Spiritpact continues along much the same lines as last week in terms of composition. This time Keika is the one pestering Ki about his attitude regarding the woman they pick up at the airport. She is actually Ki’s fiancee, as Keika learns while they drive to her hotel, which brings up all manner of questions in Keika’s mind as to the strange relationship between the two. The sight of an evil spirit sends Ki off to fight while he instructs Keika to keep an eye on Shiyou. He, of course, ends up finding her in an embarrassing state in her hotel room, but it’s not what you think.
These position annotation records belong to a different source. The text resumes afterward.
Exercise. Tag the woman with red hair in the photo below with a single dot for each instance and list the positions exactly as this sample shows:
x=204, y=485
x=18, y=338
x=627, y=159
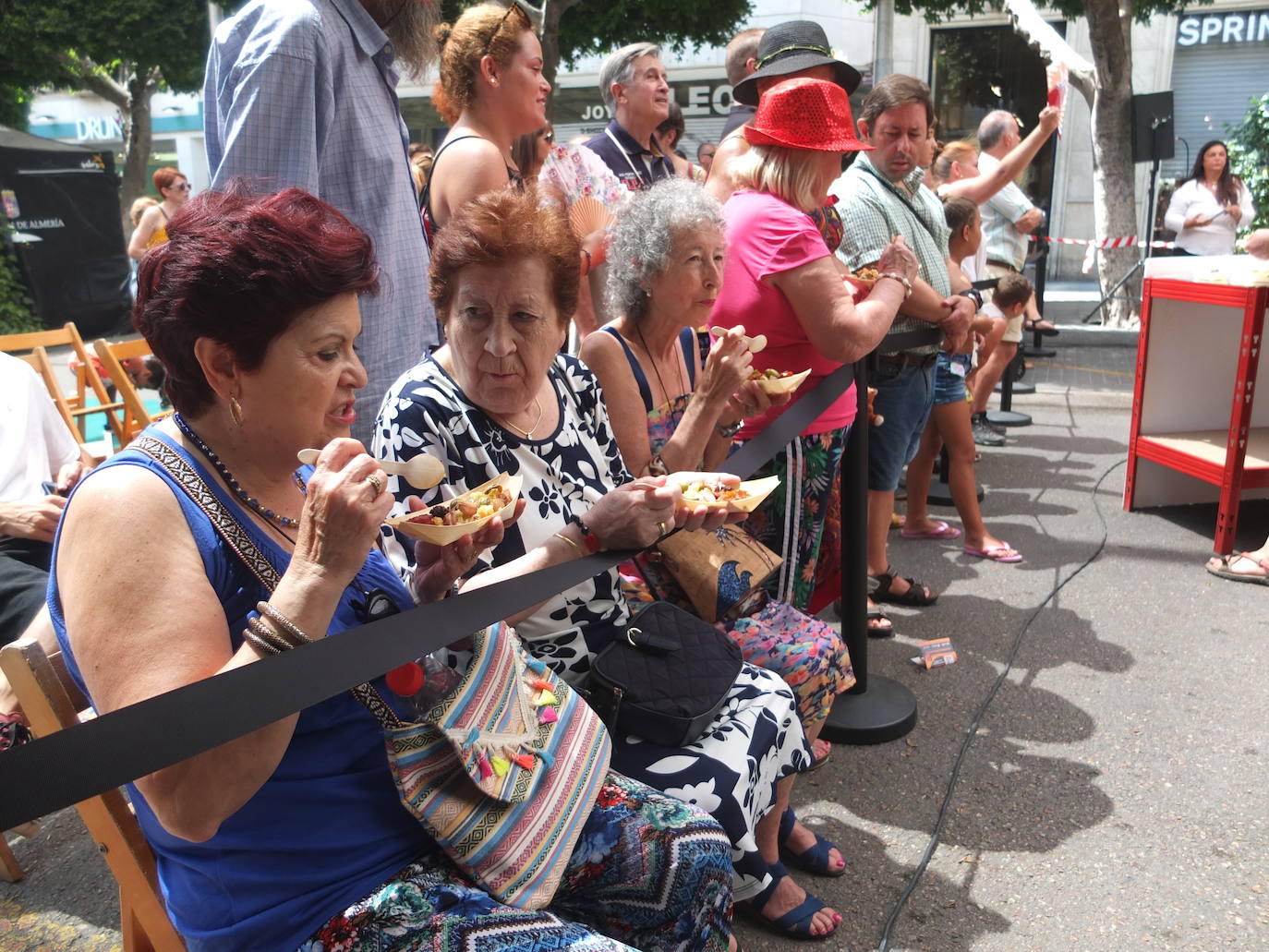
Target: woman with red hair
x=152, y=227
After Shiyou gives Keika a piece of her mind (and fists) over intruding on her, she tells the story about how she came to be engaged to Ki. The exorcist receives some much needed backstory this way, albeit from Shin’s limited perspective, that highlights his elite status and the reason she’s with him despite his cold behavior toward her. Ki remains as stiff as he was in the first episode – something that is lampshaded as Keika complains that he looks the same whether he’s joking or serious. As more of his backstory is revealed his character might feel more organic, but for now he isn’t so appealing for me. Keika, on the other hand, turns out not to be as self serving as he seemed at first, which makes him a little more endearing if anything.
The animation looks quite stiff in this episode, using the camera to express movement more often than the frames, with only a couple of nicer moments such as when Keika is taught to summon a spirit weapon. It’s not awful to look at, since the character designs are overall decent, but given how unlikely this is to improve I’m a little disappointed.
– Keika’s unconventional manner is still humorous
– Shin’s involvement adds a little humanity in the lineup
– I can’t stop noticing the cheap animation
– Still no apparent direction
This series is reminiscent of Norigami, heavily saturated with witty banter between the cheeky, easy-going protagonist and his reserved, no-nonsense superior (though in Norigami’s case, these roles are reversed). By infusing this sort of humor in a darker themed series runs the risk of even the more serious moments being viewed as light hearted. This is exactly what is happening in Spirit Pact. The overall plot is truly intriguing; a pact formed between an exorcist and spirit to fight evil. Just reading the summary gives me a Supernatural vibe; having the same potential to captivate audiences with rousing battles and harrowing near-death moments. But, the writers decided on a more comedic direction. As long as viewers understand this early, Spirit Pact can be an enjoyable experience.
In this episode, viewers learn the devilishly handsome exorcist, Ki, is engaged to a woman (Shin Shiyou) who absolutely repulses him. Along with this revelation, pieces of Ki’s past begin to emerge (no spoilers though). This is a significant turning point for Spirit Pact. The premiere episode was met with mixed reviews, in part due to the cookie cutter archetype characters. Lacking individualistic, engaging personality traits, there was nothing gripping about the protagonists to maintain viewer interest. After this episode though, I’m thoroughly invested in Ki’s enigmatic nature and the importance of Shin’s inclusion in the story.
All in all, Spirit Pact is building towards an interesting series. Of course, that can change if the plot and character’s fail to maintain the growth that I witnessed in this episode. For now though, despite unfavorable reviews, I don’t regret the decision to watch it.
– Detailed backstory allowing for essential character growth.
– Introduction of female character, adding diversity to the main cast.
– Tense moments still cannot be taken seriously.
– Plot can easily become redundant and dull if not executed properly.